You may not have liked some of her decisions, especially when you wanted to party with your friends, but she did keep you out of trouble.

 Look at some of your friends without a mom who has cared that much.

My own mother was a single mother: half Lakota, half Irish.  And she was accepted by neither.  We were alone, yet never lonely.

I knew that as long as there was breath in my mother's body, I would have a champion. 

In a very real sense, Mother sang my life into being.

To Sing Life Into Being:

My half-Lakota mother would take me on long walks at night,

pointing to the stars and telling me tales

of long ago when life was blinking-eye fresh

and animals could talk.

That is where THE BEAR WITH TWO SHADOWS comes from.

She would always start those walks by pointing to the many-eyed blanket of night and say,

"The Great Mystery sang those stars to life, Little One. What words do you suppose He used?"

Perhaps that is why you and I sing life into being with our prose --

we carry that need to create we inherited from He whose song
spoke us to life.

What things are you grateful that your mother taught you?
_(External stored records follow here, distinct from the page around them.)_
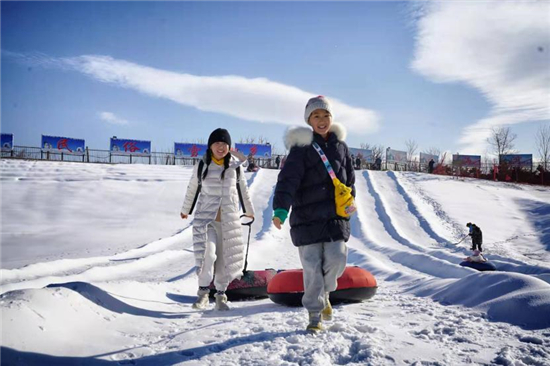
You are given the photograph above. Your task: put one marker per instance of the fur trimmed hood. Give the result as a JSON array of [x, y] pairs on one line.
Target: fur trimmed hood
[[303, 136]]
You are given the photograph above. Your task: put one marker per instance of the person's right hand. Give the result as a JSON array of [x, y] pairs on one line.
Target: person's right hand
[[277, 222]]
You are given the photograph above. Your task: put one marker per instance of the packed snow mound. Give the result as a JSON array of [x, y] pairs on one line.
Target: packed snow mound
[[505, 297]]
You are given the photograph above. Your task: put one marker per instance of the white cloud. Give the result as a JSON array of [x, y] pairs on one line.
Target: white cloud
[[257, 100], [500, 48], [112, 119]]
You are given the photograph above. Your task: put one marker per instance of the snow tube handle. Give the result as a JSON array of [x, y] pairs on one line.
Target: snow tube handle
[[247, 223]]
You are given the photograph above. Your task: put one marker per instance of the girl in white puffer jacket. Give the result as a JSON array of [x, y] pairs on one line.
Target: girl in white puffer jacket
[[217, 235]]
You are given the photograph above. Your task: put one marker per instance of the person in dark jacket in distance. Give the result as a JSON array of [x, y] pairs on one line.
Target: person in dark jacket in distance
[[305, 185], [477, 236]]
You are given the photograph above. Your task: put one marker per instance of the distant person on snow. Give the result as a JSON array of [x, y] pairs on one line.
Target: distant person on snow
[[477, 236], [476, 257], [217, 236], [378, 164], [318, 232], [431, 166]]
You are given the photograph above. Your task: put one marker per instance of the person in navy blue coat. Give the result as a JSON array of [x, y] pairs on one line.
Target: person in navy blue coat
[[477, 236], [305, 185]]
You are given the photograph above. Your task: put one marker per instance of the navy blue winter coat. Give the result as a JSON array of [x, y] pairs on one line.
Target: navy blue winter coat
[[304, 185]]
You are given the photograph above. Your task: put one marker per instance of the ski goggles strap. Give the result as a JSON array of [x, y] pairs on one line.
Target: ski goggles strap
[[325, 161]]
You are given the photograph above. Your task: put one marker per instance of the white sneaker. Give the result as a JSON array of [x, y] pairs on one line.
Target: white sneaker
[[314, 325], [202, 300], [221, 302]]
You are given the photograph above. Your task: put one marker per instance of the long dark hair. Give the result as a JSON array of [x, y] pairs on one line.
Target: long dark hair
[[226, 160]]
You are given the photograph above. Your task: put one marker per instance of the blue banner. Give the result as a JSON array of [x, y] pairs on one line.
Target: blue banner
[[516, 160], [396, 156], [425, 158], [7, 141], [63, 144], [130, 147], [255, 150], [467, 161], [363, 154], [189, 150]]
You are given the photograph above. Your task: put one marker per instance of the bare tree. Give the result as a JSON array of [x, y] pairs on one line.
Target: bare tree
[[501, 140], [543, 145]]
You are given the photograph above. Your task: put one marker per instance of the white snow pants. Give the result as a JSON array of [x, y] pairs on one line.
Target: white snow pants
[[214, 264], [323, 264]]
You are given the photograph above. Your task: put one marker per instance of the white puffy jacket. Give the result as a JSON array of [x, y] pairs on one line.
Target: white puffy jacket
[[219, 194]]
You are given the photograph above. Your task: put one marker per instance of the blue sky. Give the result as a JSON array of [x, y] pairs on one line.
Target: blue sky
[[439, 74]]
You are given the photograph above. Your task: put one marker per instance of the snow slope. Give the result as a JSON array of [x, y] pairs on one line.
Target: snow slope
[[97, 268]]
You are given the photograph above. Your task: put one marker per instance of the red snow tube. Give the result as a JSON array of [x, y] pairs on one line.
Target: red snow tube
[[252, 285], [355, 285]]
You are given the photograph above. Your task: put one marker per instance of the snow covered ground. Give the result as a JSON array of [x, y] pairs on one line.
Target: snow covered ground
[[97, 268]]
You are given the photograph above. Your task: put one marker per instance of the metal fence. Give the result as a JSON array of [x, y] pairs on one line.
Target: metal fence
[[532, 175], [108, 157]]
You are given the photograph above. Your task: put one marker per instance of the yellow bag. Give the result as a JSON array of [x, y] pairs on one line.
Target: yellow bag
[[345, 203]]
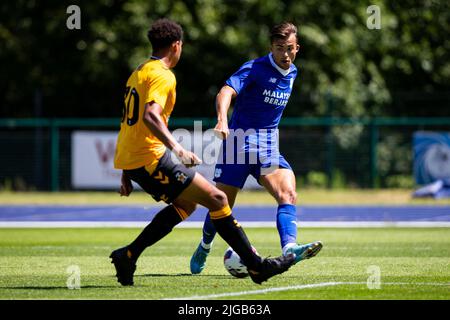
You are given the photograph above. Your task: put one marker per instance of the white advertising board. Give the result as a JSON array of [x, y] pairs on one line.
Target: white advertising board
[[93, 159]]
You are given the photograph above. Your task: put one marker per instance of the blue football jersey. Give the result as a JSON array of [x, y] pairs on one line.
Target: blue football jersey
[[263, 93]]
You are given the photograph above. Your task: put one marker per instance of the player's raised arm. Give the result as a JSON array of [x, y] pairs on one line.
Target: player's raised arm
[[223, 102], [153, 120]]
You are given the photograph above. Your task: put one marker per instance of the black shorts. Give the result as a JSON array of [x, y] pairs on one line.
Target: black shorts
[[167, 181]]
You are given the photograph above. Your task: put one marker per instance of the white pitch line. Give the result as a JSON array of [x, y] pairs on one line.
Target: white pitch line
[[299, 287], [242, 293], [247, 224]]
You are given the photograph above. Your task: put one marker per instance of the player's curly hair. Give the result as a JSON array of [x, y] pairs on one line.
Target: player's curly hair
[[163, 33], [283, 31]]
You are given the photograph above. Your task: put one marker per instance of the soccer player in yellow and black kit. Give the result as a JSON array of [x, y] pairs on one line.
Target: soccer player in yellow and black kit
[[143, 152]]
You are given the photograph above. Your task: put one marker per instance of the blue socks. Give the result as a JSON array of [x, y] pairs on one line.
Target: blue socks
[[287, 224], [209, 231]]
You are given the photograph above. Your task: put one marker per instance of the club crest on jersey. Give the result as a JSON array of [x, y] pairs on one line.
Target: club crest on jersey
[[180, 176]]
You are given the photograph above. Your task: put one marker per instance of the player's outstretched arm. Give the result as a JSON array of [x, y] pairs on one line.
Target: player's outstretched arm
[[223, 102], [153, 120]]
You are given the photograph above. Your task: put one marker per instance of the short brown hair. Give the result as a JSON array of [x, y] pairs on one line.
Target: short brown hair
[[283, 31], [163, 33]]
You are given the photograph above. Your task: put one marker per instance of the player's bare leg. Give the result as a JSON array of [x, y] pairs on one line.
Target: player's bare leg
[[281, 185]]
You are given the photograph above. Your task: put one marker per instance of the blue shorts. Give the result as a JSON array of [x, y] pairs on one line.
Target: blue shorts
[[235, 174]]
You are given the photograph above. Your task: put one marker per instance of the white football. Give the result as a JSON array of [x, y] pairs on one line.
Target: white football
[[233, 263]]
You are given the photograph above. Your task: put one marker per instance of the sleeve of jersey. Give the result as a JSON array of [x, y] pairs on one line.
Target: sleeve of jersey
[[241, 77], [159, 88]]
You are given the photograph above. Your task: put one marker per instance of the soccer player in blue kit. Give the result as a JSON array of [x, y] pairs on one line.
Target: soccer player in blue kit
[[261, 89]]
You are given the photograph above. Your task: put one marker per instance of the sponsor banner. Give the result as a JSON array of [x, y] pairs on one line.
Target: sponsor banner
[[93, 158]]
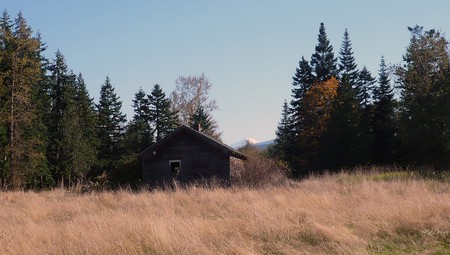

  1. My relationship with my mother was complicated. For many years she was the person I hoped to become. Then she descended into alcoholism, and became someone I hope never to become.
    However, she did give me a love of reading - and I thank her for it everyday. And she gave me the most fundamental gift - life.

  2. My mother taught me drawing, reading, compassion, and a love of photography, of animals, of life,. . .

    From each person we meet, we take away one lesson, and from some we take several.

  3. My mom's mental illness taught me to survive.

  4. Elephant's Child:
    Life can cause us to dead yet while alive in so many ways. Alcoholism is one way. My father, too, was an alcoholic -- and a happy drunk he was not. Father's Day could have become a mockery for me if I did not have in my worldview the Heavenly Father.

    The love of reading is what your mother, Elephant's Child's and mine taught us.

    What lessons are our own lives teaching others without our knowing it?

    I am so sorry your mother's mental illness grieved you and taught you strength through sorrow. :-(

  5. You were blessed with the mother you were given to guide you in your life. I was too. I never had any conflicts with mine (that may be an American thing), we would sit and talk over hot chocolate and French buns every day after school. My mother was dealt some bad blows in life, but she had strength and will to overcome. My mother taught me to love. Is there a greater gift than that?

  6. Inger:
    I was beginning to feel guilty writing of my mother's love since so many of my visiting friends did not have such a thing -- but instead had a wounding relationship. In fact, I wrote a new post to help my bruised friends.

    I am glad you had such a loving mother. Talking over hot chocolate seems wonderful to me. :-)

    And being taught to love is a priceless gift.